Nach enttäuschenden Quartalszahlen und dem Wechsel an der Konzernspitze sehen sich PayPal und das ehemalige Management mit Sammelklagen wegen Wertpapierbetrugs konfrontiert.

- Mehrere Kanzleien reichen Sammelklagen ein
- Enttäuschendes Quartal und Rückzug von Zielen
- Aktienkurs verliert über 20 Prozent seit Jahresbeginn
- Neues Management setzt auf KI-Initiativen
Der Zahlungsdienstleister PayPal kommt nicht zur Ruhe. Nach einem desaströsen Quartalsbericht und dem plötzlichen Abgang des CEOs rollt nun eine massive juristische Offensive auf den Konzern zu. Innerhalb von nur 48 Stunden haben mehrere Kanzleien Sammelklagen wegen Wertpapierbetrugs eingereicht, was den Druck auf das neue Management drastisch erhöht.

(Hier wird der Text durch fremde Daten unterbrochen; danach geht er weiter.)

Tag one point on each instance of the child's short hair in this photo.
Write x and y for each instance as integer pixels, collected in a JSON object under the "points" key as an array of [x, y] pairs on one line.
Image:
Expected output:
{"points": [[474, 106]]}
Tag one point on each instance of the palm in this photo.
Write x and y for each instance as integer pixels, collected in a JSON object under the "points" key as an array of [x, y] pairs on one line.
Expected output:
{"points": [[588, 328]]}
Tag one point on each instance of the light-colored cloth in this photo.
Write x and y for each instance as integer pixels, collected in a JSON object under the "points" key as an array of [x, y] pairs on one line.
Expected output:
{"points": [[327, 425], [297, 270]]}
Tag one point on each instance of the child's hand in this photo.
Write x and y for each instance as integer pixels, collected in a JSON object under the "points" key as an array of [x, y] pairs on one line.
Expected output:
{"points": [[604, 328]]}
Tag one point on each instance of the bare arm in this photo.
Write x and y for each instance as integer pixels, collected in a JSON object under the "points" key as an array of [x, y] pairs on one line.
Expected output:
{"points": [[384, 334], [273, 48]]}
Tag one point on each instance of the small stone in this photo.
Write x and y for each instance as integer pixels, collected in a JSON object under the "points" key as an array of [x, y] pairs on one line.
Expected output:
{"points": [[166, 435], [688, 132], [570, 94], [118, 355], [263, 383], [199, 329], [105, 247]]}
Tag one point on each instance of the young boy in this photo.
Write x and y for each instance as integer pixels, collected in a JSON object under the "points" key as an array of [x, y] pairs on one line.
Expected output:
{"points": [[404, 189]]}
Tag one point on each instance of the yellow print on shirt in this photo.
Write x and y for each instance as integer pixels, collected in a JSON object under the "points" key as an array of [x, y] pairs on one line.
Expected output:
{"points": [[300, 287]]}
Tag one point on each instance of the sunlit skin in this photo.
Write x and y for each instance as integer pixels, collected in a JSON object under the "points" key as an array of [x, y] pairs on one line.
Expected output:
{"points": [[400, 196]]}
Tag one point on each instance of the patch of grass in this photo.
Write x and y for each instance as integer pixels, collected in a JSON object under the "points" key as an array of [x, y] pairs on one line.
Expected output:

Der Auslöser: Enttäuschende Zahlen und Chefwechsel
Den Ursprung der aktuellen Krise bildet der 3. Februar. An diesem Tag präsentierte das Unternehmen enttäuschende Zahlen für das vierte Quartal 2025. Besonders das Kernsegment „Branded Checkout“ schwächelte mit einem Wachstum von lediglich einem Prozent – ein starker Rückgang im Vergleich zu den fünf Prozent aus dem Vorquartal. Zudem verfehlte der Konzern mit einem Umsatz von 8,68 Milliarden US-Dollar die Erwartungen der Analysten und zog seine erst ein Jahr zuvor ausgegebenen Finanzziele für 2027 komplett zurück.
Die Quittung der Anleger folgte prompt: Ein Kursrutsch von 20 Prozent vernichtete an einem einzigen Tag über neun Milliarden US-Dollar an Marktwert. Zeitgleich musste der damalige CEO Alex Chriss seinen Hut nehmen. Seit dem 1. März leitet nun der ehemalige HP-Manager Enrique Lores die Geschicke des Unternehmens.
Vorwürfe der Investoren
Die nun eingereichten Klagen werfen dem ehemaligen Management vor, Anleger systematisch getäuscht zu haben. Die Kläger argumentieren, PayPal habe ein falsches Bild der Umsatz- und Wachstumsaussichten gezeichnet und dabei makroökonomische Risiken heruntergespielt. Die ehrgeizigen Ziele für 2027 seien unter der Führung von Chriss schlichtweg unrealistisch gewesen. Anleger haben noch bis zum 20. April Zeit, sich als Hauptkläger zu registrieren.
Diese fundamentale Unsicherheit spiegelt sich deutlich im Chartbild wider. Mit einem gestrigen Schlusskurs von 38,43 Euro verzeichnet der Titel seit Jahresbeginn ein Minus von über 22 Prozent und notiert damit weit unter seinem langfristigen 200-Tage-Durchschnitt. Der kürzliche Rauswurf aus dem S&P 100 Index sowie eine Welle von Analysten-Herabstufungen verschärfen die Lage zusätzlich.
KI-Partnerschaften als Gegenmaßnahme
Trotz des juristischen und finanziellen Gegenwinds treibt das neue Management strategische Initiativen voran. Um den wachsenden Marktanteilsverlusten an Tech-Giganten wie Apple und Google entgegenzuwirken, setzt PayPal verstärkt auf Künstliche Intelligenz und Blockchain-Technologie. Dazu gehören eine neue KI-gestützte Reiseplattform in Zusammenarbeit mit Sabre, die Nutzung des hauseigenen PYUSD-Stablecoins für schnellere Zahlungsabwicklungen in der Logistikbranche sowie eine Kooperation mit OpenAI für direkte Checkout-Funktionen innerhalb von ChatGPT.
Der neue CEO Enrique Lores steht nun vor der direkten Aufgabe, diese technologischen Vorstöße in zählbare Gewinne umzuwandeln. Neben der Bewältigung der anstehenden Gerichtsprozesse erfordert die Verteidigung des Kerngeschäfts gegen die übermächtige Konkurrenz nun rasche, operative Erfolge der neuen KI-Initiativen.